Sur du petit parcellaire, cas le plus fréquent, les conventions d'usage sont signées directement avec les propriétaires sans recourir à un acte notarié. Cela oblige à une durée qui ne peut excéder 11 ans. Mais le Conservatoire passe également des conventions de plus longue durée : 16 ans, 30 ans…, selon les enjeux et les opportunités.

 Les conventions d'usage s'appliquent non seulement à des parcelles privées, mais également à des propriétés publiques. Plus d'une cinquantaine de conventions ont ainsi été signées avec des collectivités locales, communes principalement. A signaler également parmi les partenaires publics, le Conseil Général de la Savoie, le Conservatoire de l'Espace Littoral et des Rivages Lacustres, l'Office National des Forêts.

Peuvent intervenir également d'autres formes de partenariat ou d'accords spécifiques, adaptées au cas particulier de chaque site, que l'on range sous le vocable de conventions de gestion.

  •  Un partenariat avec les agriculteurs :

Si dans la majeure partie des cas l'interlocuteur du Conservatoire est le propriétaire des parcelles, la négociation diffère lorsqu'il y a un usage agricole. La gestion du site passe le plus souvent par un maintien de l'activité agricole, celle-ci pouvant faire l'objet d'adaptations donnant lieu à l'établissement d'un cahier des charges. Lorsque cela est possible, un contrat est proposé à l'agriculteur dans le cadre de dispositifs publics rémunérés (mesures agroenvironnementales). Si par contre un propriétaire souhaite vendre un terrain avec occupation agricole, un bail rural à clauses environnementales peut être signé entre le Conservatoire et l'agriculteur.
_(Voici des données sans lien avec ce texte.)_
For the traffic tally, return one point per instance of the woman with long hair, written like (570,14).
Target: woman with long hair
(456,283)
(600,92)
Les conventions de gestion agricole tendent donc à satisfaire au mieux les objectifs de conservation, là où la maîtrise foncière directe n'est pas l'outil adapté. Elles sont également utilisées par le Conservatoire sur des sites dont il a la maîtrise foncière, pour mettre en œuvre la gestion lorsque celle-ci peut être le fait d'un agriculteur : le Conservatoire met à disposition de l'exploitant les parcelles dont il a la propriété ou l'usage ; celui-ci y effectue les interventions préconisées selon un cahier des charges. Si l'intérêt agricole est faible, l'exploitant peut intervenir en tant que prestataire, pour restaurer ou entretenir des sites par fauche ou pâturage.